Rockefeller Center Wardrobe Malfunction

It’s now my 7th year working in the Rockefeller Center. I’ve been walking in it, around it and under it almost daily. Little by little the place opens its little secrets to me – a hidden restaurant here, an eccentric pigeon enthusiast or a subterranean piece of art there.

I used to walk around the place with my camera in hand, like a tourist. Now I am a bit more like the dozens of professional photographers that inhabit the place (Rock Center is home to many news agencies), as my camera is a little nicer. With the nicer gear I get to see smaller details.

John D. Rockefeller Sr., a very strict Baptist, did not approve of drinking and dancing. His son, John D. Jr, was a little less strict — there was dancing at his wedding, despite his father’s wishes (although still no booze). A lot of people think that John D. Sr was the one who built the Rockefeller Center, but you just need to look around the place to realize that Senior probably did not even set foot in it: the architectural art features dozens of naked or half-naked men and women.

For instance, Radio City Music hall features three beautiful metal rondels designed by Hildreth Meiere. These have more exposed nipples than a dosen Superbowls.

The one depicting “Drama” hides, what I guess is a little joke by Oscar Bach, the metalsmith who executed Meiere’s design.

The maiden on the right is sporting a piece of nipple jewelry in a form of an old fashioned slotted screw:

Hey Hey, Ho Ho. One Zero Zero One, Zero!

Unions in New York City are masters of psychological warfare. When they set up a giant blow-up rat (seasonally decked in Christmas tree lights) in front of your business and start singing union songs and chanting chants, well, it’s not a pleasant experience.

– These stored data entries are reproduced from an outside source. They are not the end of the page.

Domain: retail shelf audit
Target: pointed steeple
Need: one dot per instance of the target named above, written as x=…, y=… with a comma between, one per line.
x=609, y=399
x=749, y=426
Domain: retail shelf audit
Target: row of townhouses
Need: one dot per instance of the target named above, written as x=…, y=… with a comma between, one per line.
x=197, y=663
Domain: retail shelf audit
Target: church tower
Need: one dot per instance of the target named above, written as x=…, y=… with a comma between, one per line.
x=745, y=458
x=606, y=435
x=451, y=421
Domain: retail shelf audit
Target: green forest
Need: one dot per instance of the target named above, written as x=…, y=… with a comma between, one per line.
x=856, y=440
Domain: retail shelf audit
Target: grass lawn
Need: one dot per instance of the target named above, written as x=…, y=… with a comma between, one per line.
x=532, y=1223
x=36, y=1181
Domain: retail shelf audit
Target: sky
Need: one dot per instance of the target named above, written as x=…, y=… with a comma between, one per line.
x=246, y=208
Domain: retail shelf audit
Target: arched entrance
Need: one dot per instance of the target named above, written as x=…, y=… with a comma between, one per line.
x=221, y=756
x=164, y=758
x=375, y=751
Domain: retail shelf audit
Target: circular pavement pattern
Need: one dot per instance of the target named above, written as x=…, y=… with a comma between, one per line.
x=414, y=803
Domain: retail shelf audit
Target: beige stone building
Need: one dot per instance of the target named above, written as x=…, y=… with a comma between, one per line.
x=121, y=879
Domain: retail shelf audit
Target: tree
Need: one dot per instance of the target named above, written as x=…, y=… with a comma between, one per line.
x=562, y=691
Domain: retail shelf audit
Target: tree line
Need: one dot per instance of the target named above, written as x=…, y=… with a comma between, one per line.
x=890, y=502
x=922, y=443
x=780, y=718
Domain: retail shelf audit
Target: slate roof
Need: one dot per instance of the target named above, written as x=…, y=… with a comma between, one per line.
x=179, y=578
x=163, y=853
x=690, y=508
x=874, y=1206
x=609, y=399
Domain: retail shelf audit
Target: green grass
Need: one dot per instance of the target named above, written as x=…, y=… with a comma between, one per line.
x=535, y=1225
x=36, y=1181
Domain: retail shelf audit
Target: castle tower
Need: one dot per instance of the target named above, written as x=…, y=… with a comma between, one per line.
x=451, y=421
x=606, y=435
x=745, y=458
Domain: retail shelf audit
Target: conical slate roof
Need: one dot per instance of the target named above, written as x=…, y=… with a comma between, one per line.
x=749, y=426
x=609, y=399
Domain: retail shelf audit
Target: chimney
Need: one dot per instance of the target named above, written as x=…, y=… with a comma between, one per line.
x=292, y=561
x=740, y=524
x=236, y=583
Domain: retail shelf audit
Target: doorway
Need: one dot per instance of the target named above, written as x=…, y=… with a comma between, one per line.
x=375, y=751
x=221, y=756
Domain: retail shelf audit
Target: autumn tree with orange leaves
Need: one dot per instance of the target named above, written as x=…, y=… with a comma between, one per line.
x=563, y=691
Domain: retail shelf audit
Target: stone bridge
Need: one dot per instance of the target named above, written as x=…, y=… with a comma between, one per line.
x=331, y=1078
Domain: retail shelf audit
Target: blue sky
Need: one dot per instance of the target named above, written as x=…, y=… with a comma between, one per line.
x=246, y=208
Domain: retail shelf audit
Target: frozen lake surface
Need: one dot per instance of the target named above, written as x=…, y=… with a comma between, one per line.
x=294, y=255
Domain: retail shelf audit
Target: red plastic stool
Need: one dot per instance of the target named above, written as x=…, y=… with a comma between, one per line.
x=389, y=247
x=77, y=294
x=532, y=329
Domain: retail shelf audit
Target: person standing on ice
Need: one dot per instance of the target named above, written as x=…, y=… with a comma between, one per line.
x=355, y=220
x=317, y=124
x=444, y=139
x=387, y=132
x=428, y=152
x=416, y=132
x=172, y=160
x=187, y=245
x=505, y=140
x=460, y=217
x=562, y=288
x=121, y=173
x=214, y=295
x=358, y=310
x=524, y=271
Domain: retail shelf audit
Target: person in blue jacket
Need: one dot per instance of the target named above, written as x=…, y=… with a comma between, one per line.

The chants are catchy. Here’s my favorite one:

We are the Union, we are the Union
Mighty, mighty Union – mighty mighty Union
Everywhere we go – everywhere we go,
People want to know – people want to know
Who we are – who we are
So we tell them – so we tell them

I culled this great quote from an article at Fastcompany.com:

“Twelve years ago, Mike O’Connor, owner of Big Sky Balloons & Searchlights in Plainfield, Illinois, created the first rat at the request of a union member in nearby Chicago. Said the union man of O’Connor’s first sketch: “It’s not mean enough.” O’Connor added bigger fangs and a pink belly with “festering nipples.” “I love it,” the man said. So did other unions. Today, Big Sky sells between 100 and 200 rats a year–even though it is a nonunion shop itself.”

Bigger fangs. Check.

“Festering nipples.” Check.

The rat is all over the city. Sean of Dust and Rust blog caught one in front of a Duane Reade.

If you decide to organize, I guess you can buy your own over here.